Kavak ağaçları, gölgelerini, tahta atımla oynadığım taşlığa uzatıyordu. Birdenbire toz dumana karıştı. Neler olduğunu anlamlandıramadım. Dedem ve annem çığlık çığlığa bağırıyordu. Beni içeriye çağırıyorlardı. Tahta atım, jiplerin tekerlekleri ve tankların paletleri altında kaldı.
 
İçeriye, sıcak odalara kaçmıştım. Annem ve dedemin arkasına sığınmıştım. Onlar verandanın basamaklarında duruyorlardı. Dedem önde, annem arkasında ve ben, küçük Samir…
 
Yüzlerce, binlerce asker devasa jiplerinden, nakliye araçlarından inmiş, bahçeyi kuşatmışlardı.
 
Çiftlik evimiz, dört ayrı yapıdan oluşuyordu. Ana bina: Sıcak yuvamız.
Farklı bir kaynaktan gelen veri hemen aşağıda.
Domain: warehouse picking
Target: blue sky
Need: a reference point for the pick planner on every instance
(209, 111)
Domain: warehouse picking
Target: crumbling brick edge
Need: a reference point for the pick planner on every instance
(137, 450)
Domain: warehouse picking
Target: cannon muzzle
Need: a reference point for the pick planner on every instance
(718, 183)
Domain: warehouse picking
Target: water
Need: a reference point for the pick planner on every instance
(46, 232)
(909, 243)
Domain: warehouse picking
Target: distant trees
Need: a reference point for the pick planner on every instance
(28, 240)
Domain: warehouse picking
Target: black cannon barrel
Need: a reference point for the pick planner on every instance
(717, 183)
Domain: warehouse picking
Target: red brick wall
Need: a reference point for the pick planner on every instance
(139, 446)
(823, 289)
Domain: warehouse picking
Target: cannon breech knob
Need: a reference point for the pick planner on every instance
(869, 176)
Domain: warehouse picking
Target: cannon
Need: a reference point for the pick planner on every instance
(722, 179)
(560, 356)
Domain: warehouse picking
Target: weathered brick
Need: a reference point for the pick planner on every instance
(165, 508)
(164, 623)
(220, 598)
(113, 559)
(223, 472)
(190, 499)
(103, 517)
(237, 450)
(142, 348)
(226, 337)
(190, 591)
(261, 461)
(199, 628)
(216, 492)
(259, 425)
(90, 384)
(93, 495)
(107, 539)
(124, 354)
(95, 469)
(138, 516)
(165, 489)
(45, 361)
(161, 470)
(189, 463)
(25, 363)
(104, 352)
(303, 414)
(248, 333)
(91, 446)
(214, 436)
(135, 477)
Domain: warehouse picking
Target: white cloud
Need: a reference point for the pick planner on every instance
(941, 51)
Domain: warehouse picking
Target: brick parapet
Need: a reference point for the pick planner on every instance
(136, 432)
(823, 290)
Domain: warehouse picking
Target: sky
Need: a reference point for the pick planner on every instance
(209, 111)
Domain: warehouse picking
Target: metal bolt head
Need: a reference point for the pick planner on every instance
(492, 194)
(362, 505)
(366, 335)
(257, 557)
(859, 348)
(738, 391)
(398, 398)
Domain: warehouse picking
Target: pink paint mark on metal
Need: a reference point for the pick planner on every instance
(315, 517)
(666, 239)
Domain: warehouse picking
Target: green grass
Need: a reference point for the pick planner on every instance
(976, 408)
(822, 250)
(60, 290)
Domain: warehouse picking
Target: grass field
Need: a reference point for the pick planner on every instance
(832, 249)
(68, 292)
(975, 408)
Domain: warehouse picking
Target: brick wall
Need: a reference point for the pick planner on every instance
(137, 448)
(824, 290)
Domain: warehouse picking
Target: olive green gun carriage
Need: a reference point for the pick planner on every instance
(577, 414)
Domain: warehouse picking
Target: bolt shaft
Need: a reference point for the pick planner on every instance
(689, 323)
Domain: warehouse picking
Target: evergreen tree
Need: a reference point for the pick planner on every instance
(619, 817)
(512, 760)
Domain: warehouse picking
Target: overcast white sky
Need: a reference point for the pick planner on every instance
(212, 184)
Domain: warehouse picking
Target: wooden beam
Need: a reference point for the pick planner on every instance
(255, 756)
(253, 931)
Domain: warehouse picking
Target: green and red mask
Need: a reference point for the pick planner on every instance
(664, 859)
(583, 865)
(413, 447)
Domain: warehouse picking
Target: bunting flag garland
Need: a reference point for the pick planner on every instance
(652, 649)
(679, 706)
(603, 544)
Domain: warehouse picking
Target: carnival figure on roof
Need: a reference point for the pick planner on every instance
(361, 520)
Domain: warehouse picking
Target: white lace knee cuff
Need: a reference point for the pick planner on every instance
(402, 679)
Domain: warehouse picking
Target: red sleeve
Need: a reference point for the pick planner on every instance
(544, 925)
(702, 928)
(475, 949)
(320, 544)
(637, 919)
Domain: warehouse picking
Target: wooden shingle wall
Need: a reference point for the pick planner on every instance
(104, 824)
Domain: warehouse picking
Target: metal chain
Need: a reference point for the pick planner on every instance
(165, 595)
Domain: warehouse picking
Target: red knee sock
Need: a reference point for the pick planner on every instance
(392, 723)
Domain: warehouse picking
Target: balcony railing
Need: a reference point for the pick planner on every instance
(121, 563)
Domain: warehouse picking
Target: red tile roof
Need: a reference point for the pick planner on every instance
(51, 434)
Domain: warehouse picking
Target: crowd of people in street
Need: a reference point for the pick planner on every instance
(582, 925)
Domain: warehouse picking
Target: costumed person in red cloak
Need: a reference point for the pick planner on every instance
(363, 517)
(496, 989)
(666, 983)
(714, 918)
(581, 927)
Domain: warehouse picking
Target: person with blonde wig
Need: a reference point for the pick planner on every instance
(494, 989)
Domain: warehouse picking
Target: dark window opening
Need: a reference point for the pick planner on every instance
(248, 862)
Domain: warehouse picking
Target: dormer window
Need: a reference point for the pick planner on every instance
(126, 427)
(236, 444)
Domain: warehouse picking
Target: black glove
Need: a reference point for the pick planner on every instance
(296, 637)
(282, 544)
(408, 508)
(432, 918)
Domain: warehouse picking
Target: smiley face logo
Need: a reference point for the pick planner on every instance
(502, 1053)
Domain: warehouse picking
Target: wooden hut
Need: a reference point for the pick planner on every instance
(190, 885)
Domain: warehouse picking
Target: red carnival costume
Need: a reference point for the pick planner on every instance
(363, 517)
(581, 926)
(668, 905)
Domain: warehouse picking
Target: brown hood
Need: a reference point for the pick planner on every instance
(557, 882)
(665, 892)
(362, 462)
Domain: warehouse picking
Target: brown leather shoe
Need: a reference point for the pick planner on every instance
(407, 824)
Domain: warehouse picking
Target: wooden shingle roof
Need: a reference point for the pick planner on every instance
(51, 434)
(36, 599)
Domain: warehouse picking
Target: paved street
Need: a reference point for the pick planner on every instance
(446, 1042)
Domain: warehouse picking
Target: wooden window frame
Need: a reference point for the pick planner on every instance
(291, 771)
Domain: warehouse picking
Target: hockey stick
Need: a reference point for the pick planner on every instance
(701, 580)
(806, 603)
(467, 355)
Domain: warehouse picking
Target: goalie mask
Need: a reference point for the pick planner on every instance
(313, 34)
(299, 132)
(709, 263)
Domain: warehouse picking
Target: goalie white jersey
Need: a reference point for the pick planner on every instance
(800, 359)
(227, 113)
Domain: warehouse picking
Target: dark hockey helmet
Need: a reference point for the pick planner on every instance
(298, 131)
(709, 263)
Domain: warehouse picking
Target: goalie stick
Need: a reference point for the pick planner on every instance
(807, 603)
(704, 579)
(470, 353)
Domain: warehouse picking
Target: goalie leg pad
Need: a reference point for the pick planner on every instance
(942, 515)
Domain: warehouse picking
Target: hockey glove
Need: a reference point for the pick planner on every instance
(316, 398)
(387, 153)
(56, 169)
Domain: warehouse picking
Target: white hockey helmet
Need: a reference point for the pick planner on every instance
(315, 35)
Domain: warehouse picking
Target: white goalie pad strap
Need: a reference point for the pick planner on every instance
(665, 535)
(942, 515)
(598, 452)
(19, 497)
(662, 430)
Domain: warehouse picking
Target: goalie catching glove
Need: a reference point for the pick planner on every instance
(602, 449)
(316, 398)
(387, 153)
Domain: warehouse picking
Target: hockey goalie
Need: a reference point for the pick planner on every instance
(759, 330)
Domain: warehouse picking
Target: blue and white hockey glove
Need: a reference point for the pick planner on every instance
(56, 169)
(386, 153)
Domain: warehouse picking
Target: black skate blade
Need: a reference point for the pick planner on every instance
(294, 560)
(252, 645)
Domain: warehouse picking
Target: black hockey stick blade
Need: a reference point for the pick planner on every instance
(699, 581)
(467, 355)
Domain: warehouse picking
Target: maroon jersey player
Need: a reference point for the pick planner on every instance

Atların, ineklerin yaşadığı ahır. Hayvan yemlerini muhafaza ettiğimiz samanlık ve o üçünden daha küçük olan, kanatlıların kümesi…
 
Savaşçılar mı demeliyim, çapulcular mı, bilemiyorum. Onlar, avluya, ana binanın çevresine ve sağlı sollu çiftliği saran ağaçlığa dağılmışlardı. Bazıları cümle kapısının iki tarafındaki duvarların diplerine uzanmış, mevzi almışlardı. Bu ıssız çöl dünyasına kimsenin gelmediğini bu adamlar da biliyordu. Haftada bir posta, üç-dört ayda defterdarlıktan memurlar…  Bunlar silahlı ve joplu askerler eşliğinde gelen, devlet başkanının görevlendirdiği ceberrut kişiler olurdu.
 
Savaşçılar gözlüklüydü, kafalarına poşu sarmışlardı. Etrafımızdaki kuru tepelerden durmadan çöl kumları savruluyordu. Konuştukları dil Türkmence değildi, Çöl Kürtleri’nin iletişim kurdukları lisan da değildi. Söylediklerinden, bağırmalarında, seslerinin kızgın tonundan bir şey anlamıyordum. Sadece titriyordum. Dedem: “Burası özel mülktür, derhal topraklarımızı terk edin. Yoksa sizi buraların valisine şikâyet ederim.” diyordu.
 
Üstümüzden kuyruk kanatları kızıl yıldızlı, bomba dolu uçaklar geçiyordu. Alçaktan, evimizin çatısına değecekmiş gibi uçuyorlar. Korku havada, karada ve her yerdeydi. Şimdi sonumuzu düşünemiyorum.
 
Ben Samir…
 
Dikili’de Orta Şark’ın çocukları sahillere sıralanıyor. Cesetleri ambulansa taşıdıklarını görmüştüm. Çocuk omuzlarım titriyordu. Sarı, örgülü saçları cesetlere doğru uzanan bir hemşire, gözyaşlarını siliyordu. Bir eli alnındaydı, diğeri dizlerinde. Başı aracın camına yaslıydı. Ablayı bu halde görmek Suriye çöllerinden başlayan yolculuğumun en acı karelerinden biriydi…
 
 “Başıma neler geldiğini bilmiyorsun.” dedim, bir polise; kulaklarına eğilerek…
 
Sanki bir mayına doğru yürüyordum. Ellerimden sükût tutuyordu. Annem mavi gözlerini bana dikmiş, beni adeta tutuyor; patlamalardan uzak bir yere koymaya çalışıyordu.
 
Bu yolculukta dedem yok. Türkiye sınırına doğru yürüyoruz. Annem, beni almıştı yanına, Samir’ini.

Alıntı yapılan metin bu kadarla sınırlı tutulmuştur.